Chad Lee and Jim Herbek, University of Kentucky
With the increased interest in wheat from futures prices and the anticipated increased acres planted this fall, many farmers are asking if they can use their 15-inch soybean planter to plant wheat. The quick answer is yes, but you might loose some yield.
We have investigated three varieties of wheat at Princeton and Lexington in 15-inch and 7.5-inch rows at Princeton and Lexington for the past two years, giving us four environments. We tested varieties that were known to be prolific, meaning that they produce a lot of tillers. Yields were excellent, ranging from 70 to just over 120 bushels per acre. In two of the environments, there were no differences in yield between 15-inch and 7.5-inch rows. In the other two environments, yields in 15-inch rows were about 8.5% less than yields in 7.5-inch rows.
Based simply on this research, if yields in 15-inch rows are 8.5% less than yields in 7.5-inch rows and futures prices are $7 per bushel, a field of 500 acres will net about $30,000 more with 7.5-inch rows. Trucking and storage have not been included in these returns. However, If we assume the $30,000 over 500 acres, that is a difference of $60 per acre.

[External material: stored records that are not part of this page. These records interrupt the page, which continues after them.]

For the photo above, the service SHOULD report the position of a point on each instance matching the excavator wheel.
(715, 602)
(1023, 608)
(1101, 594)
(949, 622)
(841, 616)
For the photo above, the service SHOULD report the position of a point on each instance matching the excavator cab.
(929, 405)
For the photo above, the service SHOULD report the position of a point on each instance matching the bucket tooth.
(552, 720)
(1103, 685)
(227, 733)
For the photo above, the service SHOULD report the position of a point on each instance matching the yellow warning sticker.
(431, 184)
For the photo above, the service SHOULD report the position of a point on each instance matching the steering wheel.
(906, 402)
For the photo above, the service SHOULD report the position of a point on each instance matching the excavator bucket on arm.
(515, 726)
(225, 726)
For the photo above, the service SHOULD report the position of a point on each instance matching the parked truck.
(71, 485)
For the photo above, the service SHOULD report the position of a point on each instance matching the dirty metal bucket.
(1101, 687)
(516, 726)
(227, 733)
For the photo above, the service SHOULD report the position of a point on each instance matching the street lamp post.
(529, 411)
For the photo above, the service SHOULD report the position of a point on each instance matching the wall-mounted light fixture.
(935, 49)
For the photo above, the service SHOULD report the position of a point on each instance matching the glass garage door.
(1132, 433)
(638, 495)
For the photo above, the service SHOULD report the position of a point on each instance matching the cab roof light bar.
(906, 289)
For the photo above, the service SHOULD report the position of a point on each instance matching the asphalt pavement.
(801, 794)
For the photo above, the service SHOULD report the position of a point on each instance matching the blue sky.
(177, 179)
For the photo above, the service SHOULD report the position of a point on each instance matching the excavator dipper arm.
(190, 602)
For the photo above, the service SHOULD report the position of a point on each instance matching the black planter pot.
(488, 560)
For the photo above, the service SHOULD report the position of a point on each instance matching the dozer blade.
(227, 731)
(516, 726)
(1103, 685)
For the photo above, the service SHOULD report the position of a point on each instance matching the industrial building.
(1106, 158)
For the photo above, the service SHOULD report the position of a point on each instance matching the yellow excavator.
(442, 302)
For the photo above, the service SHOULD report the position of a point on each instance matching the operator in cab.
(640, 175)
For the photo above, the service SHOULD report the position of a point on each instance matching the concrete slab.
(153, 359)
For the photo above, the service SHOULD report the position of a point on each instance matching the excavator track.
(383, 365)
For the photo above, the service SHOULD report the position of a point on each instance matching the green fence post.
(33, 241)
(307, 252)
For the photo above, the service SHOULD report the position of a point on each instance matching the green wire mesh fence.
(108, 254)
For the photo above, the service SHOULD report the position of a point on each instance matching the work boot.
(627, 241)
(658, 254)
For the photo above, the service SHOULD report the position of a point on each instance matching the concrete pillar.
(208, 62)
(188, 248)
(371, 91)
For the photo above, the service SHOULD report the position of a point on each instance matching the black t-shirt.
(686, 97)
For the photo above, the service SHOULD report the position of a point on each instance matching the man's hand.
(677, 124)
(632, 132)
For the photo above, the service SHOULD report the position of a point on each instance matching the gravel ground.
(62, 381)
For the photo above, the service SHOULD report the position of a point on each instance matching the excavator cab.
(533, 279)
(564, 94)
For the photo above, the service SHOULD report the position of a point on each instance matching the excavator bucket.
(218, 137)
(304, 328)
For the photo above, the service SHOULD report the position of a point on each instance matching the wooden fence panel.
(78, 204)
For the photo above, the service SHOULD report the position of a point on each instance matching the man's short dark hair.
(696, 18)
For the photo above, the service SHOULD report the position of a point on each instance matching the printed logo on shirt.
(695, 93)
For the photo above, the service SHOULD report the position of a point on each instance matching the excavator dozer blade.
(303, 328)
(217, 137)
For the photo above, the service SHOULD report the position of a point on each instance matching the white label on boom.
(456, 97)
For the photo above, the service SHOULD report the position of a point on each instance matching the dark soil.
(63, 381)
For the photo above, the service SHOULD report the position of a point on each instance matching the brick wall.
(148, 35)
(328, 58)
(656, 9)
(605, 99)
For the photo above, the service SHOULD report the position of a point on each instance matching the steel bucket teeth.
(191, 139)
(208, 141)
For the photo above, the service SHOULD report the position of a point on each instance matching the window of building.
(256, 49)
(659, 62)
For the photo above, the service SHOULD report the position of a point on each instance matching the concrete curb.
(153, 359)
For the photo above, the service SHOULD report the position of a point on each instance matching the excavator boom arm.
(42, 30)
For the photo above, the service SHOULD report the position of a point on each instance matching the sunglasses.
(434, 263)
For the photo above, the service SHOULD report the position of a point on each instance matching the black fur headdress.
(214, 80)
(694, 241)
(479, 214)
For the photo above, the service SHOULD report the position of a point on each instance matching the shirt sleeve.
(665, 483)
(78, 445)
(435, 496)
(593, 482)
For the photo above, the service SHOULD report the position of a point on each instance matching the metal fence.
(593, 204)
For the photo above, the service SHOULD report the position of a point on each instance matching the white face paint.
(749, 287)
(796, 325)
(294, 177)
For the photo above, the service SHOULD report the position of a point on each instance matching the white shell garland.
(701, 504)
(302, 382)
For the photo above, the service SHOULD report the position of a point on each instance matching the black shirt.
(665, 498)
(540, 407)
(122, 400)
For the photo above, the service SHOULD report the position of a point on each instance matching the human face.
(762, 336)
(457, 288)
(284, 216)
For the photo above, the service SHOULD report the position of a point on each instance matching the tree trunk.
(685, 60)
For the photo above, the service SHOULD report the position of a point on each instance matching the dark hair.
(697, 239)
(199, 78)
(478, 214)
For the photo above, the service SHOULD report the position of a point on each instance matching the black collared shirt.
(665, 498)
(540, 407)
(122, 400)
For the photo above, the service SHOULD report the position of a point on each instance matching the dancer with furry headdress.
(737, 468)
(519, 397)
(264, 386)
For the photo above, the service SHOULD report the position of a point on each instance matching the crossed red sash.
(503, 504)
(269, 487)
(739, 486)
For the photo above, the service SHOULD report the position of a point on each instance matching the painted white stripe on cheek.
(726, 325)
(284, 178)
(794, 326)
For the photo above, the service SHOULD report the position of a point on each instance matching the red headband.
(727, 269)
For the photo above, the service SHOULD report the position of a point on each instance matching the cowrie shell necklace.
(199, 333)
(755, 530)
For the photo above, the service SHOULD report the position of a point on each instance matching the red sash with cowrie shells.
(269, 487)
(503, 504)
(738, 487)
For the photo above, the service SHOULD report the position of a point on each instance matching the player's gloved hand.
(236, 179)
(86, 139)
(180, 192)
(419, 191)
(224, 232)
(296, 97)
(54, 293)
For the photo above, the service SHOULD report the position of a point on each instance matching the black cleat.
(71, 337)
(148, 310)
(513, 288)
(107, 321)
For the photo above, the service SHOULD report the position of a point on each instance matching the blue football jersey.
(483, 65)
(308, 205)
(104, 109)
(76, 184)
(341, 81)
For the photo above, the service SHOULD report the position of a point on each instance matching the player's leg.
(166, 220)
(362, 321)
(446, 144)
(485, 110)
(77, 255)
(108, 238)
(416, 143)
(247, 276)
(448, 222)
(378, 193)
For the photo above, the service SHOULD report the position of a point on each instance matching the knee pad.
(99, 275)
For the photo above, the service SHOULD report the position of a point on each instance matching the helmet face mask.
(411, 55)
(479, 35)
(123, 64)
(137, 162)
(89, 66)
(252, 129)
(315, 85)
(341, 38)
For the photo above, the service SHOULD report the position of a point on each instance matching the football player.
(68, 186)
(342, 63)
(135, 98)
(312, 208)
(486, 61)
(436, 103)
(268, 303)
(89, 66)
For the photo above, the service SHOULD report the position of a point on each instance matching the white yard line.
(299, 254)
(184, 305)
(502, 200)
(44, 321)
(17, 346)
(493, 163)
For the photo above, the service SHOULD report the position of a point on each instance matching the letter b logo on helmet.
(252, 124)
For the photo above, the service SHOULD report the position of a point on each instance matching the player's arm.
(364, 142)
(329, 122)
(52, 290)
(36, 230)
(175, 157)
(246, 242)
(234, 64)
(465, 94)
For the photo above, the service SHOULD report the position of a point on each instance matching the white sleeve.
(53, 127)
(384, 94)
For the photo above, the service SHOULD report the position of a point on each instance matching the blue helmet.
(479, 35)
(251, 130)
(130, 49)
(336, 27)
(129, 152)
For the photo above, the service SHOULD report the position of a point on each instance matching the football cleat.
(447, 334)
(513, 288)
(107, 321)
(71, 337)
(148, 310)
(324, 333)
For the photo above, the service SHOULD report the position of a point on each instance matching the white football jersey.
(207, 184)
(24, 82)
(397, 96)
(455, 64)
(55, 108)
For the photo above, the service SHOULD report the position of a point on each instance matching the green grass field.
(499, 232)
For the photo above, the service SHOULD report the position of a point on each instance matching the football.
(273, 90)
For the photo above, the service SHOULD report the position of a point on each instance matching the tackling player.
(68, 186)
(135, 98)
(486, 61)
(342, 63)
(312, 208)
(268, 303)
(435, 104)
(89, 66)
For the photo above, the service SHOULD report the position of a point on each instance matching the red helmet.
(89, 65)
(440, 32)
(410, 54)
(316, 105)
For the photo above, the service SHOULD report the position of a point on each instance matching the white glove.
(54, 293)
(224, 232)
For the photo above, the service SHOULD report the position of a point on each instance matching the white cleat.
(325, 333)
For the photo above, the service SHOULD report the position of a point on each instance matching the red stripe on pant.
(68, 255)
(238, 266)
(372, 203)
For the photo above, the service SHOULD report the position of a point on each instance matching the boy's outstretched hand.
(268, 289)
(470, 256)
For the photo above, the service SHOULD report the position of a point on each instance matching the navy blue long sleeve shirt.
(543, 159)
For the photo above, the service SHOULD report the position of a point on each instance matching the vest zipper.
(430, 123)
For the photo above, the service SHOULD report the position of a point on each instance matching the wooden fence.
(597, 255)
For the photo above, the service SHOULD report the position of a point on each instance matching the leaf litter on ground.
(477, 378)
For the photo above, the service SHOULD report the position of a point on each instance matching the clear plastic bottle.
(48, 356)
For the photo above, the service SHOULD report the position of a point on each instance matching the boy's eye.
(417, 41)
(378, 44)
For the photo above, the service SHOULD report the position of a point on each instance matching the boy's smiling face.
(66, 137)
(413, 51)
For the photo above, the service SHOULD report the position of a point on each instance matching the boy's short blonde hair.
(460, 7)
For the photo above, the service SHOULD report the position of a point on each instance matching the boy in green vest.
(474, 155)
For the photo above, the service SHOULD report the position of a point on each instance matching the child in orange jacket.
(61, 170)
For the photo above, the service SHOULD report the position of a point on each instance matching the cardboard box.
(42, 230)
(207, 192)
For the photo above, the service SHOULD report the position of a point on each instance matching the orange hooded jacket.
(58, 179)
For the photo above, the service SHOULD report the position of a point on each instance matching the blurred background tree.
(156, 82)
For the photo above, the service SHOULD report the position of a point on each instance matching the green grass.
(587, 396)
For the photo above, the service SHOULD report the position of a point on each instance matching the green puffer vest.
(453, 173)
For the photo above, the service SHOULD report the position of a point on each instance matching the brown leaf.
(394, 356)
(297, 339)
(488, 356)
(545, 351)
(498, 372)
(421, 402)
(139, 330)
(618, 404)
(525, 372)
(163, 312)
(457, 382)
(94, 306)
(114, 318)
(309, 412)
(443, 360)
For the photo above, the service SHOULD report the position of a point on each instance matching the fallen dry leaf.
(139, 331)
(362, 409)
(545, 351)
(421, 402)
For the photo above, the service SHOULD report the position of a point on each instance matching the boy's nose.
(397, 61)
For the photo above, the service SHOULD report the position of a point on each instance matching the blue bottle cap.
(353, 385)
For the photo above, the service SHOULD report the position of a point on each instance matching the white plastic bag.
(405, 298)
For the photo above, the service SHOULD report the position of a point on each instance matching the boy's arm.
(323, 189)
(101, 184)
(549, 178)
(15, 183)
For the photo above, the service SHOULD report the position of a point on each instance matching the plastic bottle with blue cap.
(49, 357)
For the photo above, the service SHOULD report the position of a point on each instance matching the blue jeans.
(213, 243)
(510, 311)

So, instead of converting your 15-inch planter to wheat, you might want to consider contracting with someone who has no-till drill and drilling the wheat in 7.5-inch rows. If contracting is not an option and you are not in the market to buy a grain drill, a 15-inch planter can work… it just might yield a little less. If you do use a 15-inch planter, try to find a variety that produces a lot of tillers.